In our first aim we wanted to identify novel genetic loci associated with birthweight. Our analysis in the HUNT cohort are finished and are currently being meta-analysed with data from the EGG Consortium, and will represent the worlds largest genetic study of birthweight. In our second aim we have partitioned the correlation between birthweight and several later life traits like blood pressure and non-fasting glucose into maternal and fetal genetic components. Results from this study will help our understanding of the mechanism behind developmental origin of health and disease hypothesis. Lastly our third project - using Mendelian randomization to investigate whether in utero growth restriction is causally increase risk of offspring later life disease - was published in 2020 in Nature communication. For this project we also produced a podcast with scipod (https://www.scipod.global/do-maternal-influences-on-birthweight-influence-future-cardiometabolic-risk-dr-gunn-helen-moen/).

There is a robust and well-documented relationship between lower birthweight (BW) and higher risk of cardiometabolic disease in later life, including type 2 diabetes (T2D) and cardiovascular disease (CVD). Two major hypotheses have been put forward to explain this association. The first is the Developmental Origins of Health and Disease hypothesis (DOHaD), which posits that adverse intrauterine environments result in fetal growth restriction and increased future risk of cardiometabolic disease through developmental compensation. In contrast, the Fetal Insulin Hypothesis (FIH) postulates that the same genetic factors that alter intrauterine growth also affect future risk of disease. Broadly speaking, diabetes risk alleles in the mother result in higher levels of circulating glucose tending to increase offspring BW. However, the same loci present in the fetus decrease sensitivity to insulin thereby decreasing offspring BW, and predisposing the child to T2D in later life.
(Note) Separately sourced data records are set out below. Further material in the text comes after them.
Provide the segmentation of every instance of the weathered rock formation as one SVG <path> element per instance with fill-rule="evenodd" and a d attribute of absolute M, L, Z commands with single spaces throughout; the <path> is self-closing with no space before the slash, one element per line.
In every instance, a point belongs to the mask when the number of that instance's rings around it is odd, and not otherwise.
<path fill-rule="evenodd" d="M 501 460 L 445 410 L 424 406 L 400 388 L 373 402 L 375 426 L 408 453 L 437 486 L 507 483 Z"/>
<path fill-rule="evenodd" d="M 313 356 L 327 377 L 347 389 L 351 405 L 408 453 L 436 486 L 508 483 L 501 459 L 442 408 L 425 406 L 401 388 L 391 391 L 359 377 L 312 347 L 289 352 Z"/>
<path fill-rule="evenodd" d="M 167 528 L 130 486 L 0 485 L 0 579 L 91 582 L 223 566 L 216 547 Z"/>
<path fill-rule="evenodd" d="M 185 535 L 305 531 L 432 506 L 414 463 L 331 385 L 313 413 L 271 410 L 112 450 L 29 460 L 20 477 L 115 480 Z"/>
A recent publication in Nature showed that the negative phenotypic correlation between BW and cardiometabolic disease was primarily mediated by genetic factors. The significance of the findings and their relevance to perinatal epidemiology depends on the correct partitioning of genetic effects into maternal and fetal components. Studying this is something that has not been previously possible because of the small number of mother-offspring cohorts across the world. However, the Norwegian HUNT cohort is ideal for studying the maternal and fetal effect as it has a large number of mother-offspring pairs with genetic and phenotypic data. Furthermore, the HUNT offspring now are at an age where cardiometabolic risk factors are becoming clinically apparent, and as such we have a unique opportunity to study the effects of birthweight and later risk of CVD and T2D in a population where maternal and fetal effects can be disentangled.